Belk, a department store company based in Charlotte, N.C., on Monday announced that it was selling itself to investment funds managed by New York-based private equity firm Sycamore Partners for about $2.7 billion in cash. Belk investors would receive $68 per share, with the transaction valuing the retailer at about $3 billion on an enterprise basis.
“We are delighted to have found a financial partner that sees what we see in Belk: a 127-year-old brand that remains relevant today with exceptional customer loyalty in small, medium, and large cities throughout the South,” Belk’s chairman and chief executive Tim Belk. “We plan to grow Belk by executing our current strategic initiatives and undertaking new growth initiatives together with Sycamore.”
Under the terms of the deal, expected to close in the fourth quarter, Tim Belk would remain CEO of Belk and the company would continue to be headquartered in Charlotte. The department store company has 300 locations in 16 Southern states.
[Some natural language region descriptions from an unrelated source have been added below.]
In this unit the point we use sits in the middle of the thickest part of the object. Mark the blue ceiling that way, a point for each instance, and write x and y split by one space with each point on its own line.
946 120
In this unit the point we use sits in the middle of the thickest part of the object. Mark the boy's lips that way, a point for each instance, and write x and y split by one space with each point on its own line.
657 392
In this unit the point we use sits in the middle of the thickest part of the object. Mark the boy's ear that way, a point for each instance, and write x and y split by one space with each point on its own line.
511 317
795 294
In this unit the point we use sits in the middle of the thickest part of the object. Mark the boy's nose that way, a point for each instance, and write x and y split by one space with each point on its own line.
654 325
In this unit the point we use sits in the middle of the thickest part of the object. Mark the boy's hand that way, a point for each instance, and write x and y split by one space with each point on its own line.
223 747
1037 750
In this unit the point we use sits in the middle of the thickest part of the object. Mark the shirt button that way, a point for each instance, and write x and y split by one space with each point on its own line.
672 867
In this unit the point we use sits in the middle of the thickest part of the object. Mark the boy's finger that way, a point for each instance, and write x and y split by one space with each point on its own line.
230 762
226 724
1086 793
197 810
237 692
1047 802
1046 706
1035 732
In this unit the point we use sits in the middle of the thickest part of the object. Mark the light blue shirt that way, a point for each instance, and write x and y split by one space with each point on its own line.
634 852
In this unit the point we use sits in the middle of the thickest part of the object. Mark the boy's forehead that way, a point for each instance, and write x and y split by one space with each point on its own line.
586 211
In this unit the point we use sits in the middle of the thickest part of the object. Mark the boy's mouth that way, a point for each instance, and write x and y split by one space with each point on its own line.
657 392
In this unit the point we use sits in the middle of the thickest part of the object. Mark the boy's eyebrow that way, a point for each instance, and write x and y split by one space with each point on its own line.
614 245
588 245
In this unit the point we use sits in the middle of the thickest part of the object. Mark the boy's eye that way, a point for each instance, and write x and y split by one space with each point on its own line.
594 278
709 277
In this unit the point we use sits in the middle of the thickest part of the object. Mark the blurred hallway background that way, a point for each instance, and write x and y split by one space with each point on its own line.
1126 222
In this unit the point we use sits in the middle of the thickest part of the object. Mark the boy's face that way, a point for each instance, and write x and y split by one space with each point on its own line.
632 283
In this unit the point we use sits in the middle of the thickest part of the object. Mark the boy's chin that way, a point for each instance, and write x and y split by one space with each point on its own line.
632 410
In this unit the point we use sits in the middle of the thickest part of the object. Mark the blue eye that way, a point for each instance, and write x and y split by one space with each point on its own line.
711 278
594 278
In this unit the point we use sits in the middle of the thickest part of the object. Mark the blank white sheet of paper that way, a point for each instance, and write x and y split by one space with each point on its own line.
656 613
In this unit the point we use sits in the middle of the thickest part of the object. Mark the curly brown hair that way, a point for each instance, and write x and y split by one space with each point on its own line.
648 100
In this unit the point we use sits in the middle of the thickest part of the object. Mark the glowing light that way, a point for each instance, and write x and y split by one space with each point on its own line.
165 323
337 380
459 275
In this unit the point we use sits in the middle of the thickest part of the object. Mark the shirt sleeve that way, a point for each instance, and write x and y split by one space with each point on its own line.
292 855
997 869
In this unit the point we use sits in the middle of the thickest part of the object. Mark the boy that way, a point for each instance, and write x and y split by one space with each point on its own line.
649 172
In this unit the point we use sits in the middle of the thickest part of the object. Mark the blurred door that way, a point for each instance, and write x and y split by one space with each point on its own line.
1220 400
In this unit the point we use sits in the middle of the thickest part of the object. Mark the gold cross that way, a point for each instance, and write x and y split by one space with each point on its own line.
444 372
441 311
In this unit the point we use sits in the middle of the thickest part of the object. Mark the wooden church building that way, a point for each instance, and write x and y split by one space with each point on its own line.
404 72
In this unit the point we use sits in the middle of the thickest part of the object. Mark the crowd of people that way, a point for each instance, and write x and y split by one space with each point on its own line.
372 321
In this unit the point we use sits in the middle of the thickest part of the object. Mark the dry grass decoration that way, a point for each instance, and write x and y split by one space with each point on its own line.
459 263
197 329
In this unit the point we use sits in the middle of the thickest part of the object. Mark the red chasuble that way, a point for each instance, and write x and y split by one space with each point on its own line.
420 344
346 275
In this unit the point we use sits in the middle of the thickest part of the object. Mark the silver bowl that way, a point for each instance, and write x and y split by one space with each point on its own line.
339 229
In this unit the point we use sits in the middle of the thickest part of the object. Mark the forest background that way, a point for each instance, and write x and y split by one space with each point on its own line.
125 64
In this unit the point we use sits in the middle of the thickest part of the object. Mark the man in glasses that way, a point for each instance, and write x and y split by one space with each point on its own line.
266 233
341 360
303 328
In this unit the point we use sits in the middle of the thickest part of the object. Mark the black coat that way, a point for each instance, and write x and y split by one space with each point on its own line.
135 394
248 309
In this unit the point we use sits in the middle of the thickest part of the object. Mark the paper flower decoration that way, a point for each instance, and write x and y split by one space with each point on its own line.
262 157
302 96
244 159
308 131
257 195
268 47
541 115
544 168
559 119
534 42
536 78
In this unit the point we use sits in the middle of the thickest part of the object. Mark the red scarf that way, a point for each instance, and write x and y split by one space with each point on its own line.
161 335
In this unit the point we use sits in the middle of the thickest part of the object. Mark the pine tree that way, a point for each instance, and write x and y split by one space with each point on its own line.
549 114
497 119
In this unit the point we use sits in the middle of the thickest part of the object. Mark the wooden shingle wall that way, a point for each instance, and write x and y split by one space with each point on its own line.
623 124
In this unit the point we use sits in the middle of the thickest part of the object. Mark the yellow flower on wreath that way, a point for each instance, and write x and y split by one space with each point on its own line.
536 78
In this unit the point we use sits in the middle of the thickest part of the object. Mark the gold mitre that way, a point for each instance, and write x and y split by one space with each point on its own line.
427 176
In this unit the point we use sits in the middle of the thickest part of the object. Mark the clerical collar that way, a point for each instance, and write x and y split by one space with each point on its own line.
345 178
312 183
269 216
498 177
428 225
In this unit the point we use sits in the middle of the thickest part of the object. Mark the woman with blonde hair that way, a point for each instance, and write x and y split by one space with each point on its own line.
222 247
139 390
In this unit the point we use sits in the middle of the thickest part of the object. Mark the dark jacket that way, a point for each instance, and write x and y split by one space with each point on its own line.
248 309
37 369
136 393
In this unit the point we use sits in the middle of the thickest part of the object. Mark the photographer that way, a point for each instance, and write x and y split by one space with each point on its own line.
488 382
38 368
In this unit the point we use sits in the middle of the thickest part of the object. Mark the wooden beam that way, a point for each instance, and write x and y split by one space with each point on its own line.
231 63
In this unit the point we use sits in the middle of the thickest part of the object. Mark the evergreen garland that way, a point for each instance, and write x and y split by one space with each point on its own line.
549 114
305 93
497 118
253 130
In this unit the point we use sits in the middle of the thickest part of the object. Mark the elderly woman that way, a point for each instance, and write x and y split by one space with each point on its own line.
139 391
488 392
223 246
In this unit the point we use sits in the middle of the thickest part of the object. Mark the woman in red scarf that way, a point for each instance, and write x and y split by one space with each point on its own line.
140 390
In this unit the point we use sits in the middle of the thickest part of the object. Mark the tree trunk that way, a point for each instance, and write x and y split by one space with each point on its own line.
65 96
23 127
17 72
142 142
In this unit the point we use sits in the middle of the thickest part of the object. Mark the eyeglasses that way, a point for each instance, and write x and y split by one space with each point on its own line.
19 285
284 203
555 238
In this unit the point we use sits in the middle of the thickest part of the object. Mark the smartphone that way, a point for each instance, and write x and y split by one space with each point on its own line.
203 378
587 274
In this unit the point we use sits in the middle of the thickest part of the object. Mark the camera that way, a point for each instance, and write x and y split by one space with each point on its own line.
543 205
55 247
“We have great respect for Belk’s management team and associates, its deeply rooted brand, its footprint of stores, and its growing online presence,” Sycamore Partners’ managing director Stefan Kaluzny said in the release. “Belk is exactly the kind of investment we look for: an outstanding brand with a proven success formula and the potential for further growth.”
The deal represents a departure in Sycamore’s M&A strategy, as the PE firm is known for investing in retail companies and trying to reinvigorate them, according to Bloomberg.
Unlike other apparel retailers such as Macy’s and Sears, Belk’s sales have steadily increased over the past five years, “persevering in a sluggish industry.” Revenue grew 1.8%, to $4.11 billion in its most recent fiscal year, which ended Jan. 31.
Belk was late to the ecommerce game, according to The Charlotte Observer, but since 2008 has invested $150 million to overhaul its web site and hire IT personnel.
In April, reports circulated that Belk had hired Goldman Sachs to explore a sale.